Caution
GenoType is coming together but is not ready for the bigtime yet. In
particular, its BAM parser and compression handling are under-tested and may
come with correctness issues. However, FASTQ and FASTA parsing along with the
sequence operations SeqOps API is comparatively more stable and working in
internal tests. That said, breaking changes should be expected--this is
pre-alpha software.
GenoType's goal is to fill a gap in the TypeScript ecosystem by providing a fully type-safe, performant, idiomatic library for parsing and processing genomic data in any of the major bioinformatic data formats. It's built with an obsession with developer experience and is meant to enable users to compose their own pipelines of sequence transformations in a fluent DSL. For example, the following "pipeline", mirroring a Unix pipeline of operations from the excellent Seqkit command line interface, can be composed in TypeScript like so:
import { seqops } from "genotype";
const results = await seqops(genomeSequences)
.grep({ pattern: /^chr\d+/, target: "id" }) // Find chromosome sequences
.filter({ minLength: 100, maxGC: 60 }) // Quality filtering
.sample({ n: 1000, strategy: "reservoir" }) // Statistical sampling
.sort({ by: "length", order: "desc" }) // Compression-optimized sorting
.rmdup({ by: "sequence", caseSensitive: false }) // Remove duplicates
.writeFasta("analyzed_genome.fasta");A majority of features provided in SeqKit will also be provided by GenoType, plus some extra goodies that make sense in the context of a TypeScript library (e.g., K-mer set algebra or higher-order function combinators).
Also on the GenoType roadmap are Rust implementations that bring SIMD acceleration and multi-core parallelism to particular operations. These optimizations, together with the overall speed of modern JavaScript runtimes, will make GenoType's performance competitive with if not better than SeqKit, which is implemented in Go. Additionally, Rust implementations can be compiled to native extensions or WebAssembly modules, which opens the possibility for GenoType to be run on the server, in the browser, or anywhere in between.
GenoType uses Effect and specifically Effect Platform as its internal standard library for all file I/O and platform-specific operations. This architectural choice makes GenoType runtime-agnostic, running seamlessly on Node.js, Bun, and Deno without any runtime-specific code paths. Effect Platform provides a unified abstraction layer that handles platform differences internally, eliminating the need for manual runtime detection and conditional logic throughout the codebase. This approach also positions GenoType for potential browser compatibility in the future, as Effect Platform can target browser APIs through the same unified interface.

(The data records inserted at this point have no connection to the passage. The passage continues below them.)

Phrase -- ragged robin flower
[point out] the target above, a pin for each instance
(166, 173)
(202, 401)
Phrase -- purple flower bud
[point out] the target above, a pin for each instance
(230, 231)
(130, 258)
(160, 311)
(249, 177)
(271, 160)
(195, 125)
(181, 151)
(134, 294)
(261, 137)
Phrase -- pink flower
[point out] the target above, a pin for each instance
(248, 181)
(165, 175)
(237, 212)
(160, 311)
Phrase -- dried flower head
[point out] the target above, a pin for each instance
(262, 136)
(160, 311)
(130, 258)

GenoType was designed with scripting in mind. As of 2025, the story for
scripting in JavaScript and TypeScript is exceptionally good, a fact that is
underappreciated in data science and bioinformatics. Runtimes like
Bun and Deno can run standalone
scripts, handling inline dependencies by default like how the Python manager
uv can handle Python dependencies--no
need for virtual environments and dependency hell. Unlike Python scripts, Bun
and Deno scripts also benefit from years of JavaScript runtime optimization.

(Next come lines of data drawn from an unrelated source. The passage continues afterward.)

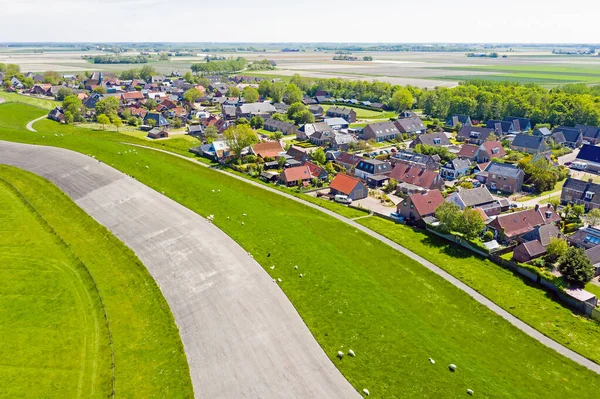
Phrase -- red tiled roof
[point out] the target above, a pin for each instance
(267, 149)
(490, 145)
(426, 204)
(297, 173)
(517, 223)
(467, 151)
(344, 183)
(414, 175)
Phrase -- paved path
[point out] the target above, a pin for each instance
(30, 124)
(446, 276)
(242, 336)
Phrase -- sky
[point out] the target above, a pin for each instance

Most remarkably, Bun and Deno don't even require that the runtimes themselves
are installed. Both runtimes can compile scripts
into portable standalone executables
for most popular OS/CPU architecture targets, with ease of cross-compilation to
rival Go or Zig.
Be it for the bioinformatics in the browser, portable scripting, or backend data crunching, GenoType's goal is to enable users to write intricate, high-throughput pipelines of genomic data transformations and run them anywhere. Providing a composable, type-safe DSL for building portable, dependency-free bioinformatic processing programs is what GenoType is all about.
Warning
GenoType is not available on NPM yet, so the following will not work. Instead,
if you're using bun, you can add it from source (again, at your own risk) into
your own project with bun add github:nrminor/genotype.
bun add @nrminor/genotypeProblem: You've received Illumina sequencing data from a collaborator. As always, it needs quality control before analysis.
import { seqops } from "genotype";
import { FastqParser } from "genotype/formats";
// Parse FASTQ with quality encoding specification (or automatic detection)
const parser = new FastqParser({
qualityEncoding: "phred33", // Specify encoding, or omit for automatic detection
parseQualityScores: true, // Enable quality score parsing for QC
});
const reads = parser.parseFile("SRR12345678.fastq.gz");
// Build a comprehensive QC pipeline
const qcStats = await seqops(reads)
// Step 1: Quality filtering
.quality({
minScore: 20, // Phred score threshold
trim: true, // Enable quality trimming
trimThreshold: 20, // Sliding window quality
trimWindow: 4, // Window size
})
// Step 2: Length filtering (post-trimming)
.filter({
minLength: 35, // Minimum read length
maxLength: 151, // Remove anomalously long reads
})
// Step 3: Contamination screening
.filter({
pattern: /^[ACGTN]+$/, // Valid bases only
hasAmbiguous: false, // No ambiguous bases
})
// Step 4: Calculate statistics
.stats({ detailed: true });
console.log(`
QC Report:
- Input reads: ${qcStats.totalSequences}
- Passed QC: ${qcStats.passedSequences} (${qcStats.passRate}%)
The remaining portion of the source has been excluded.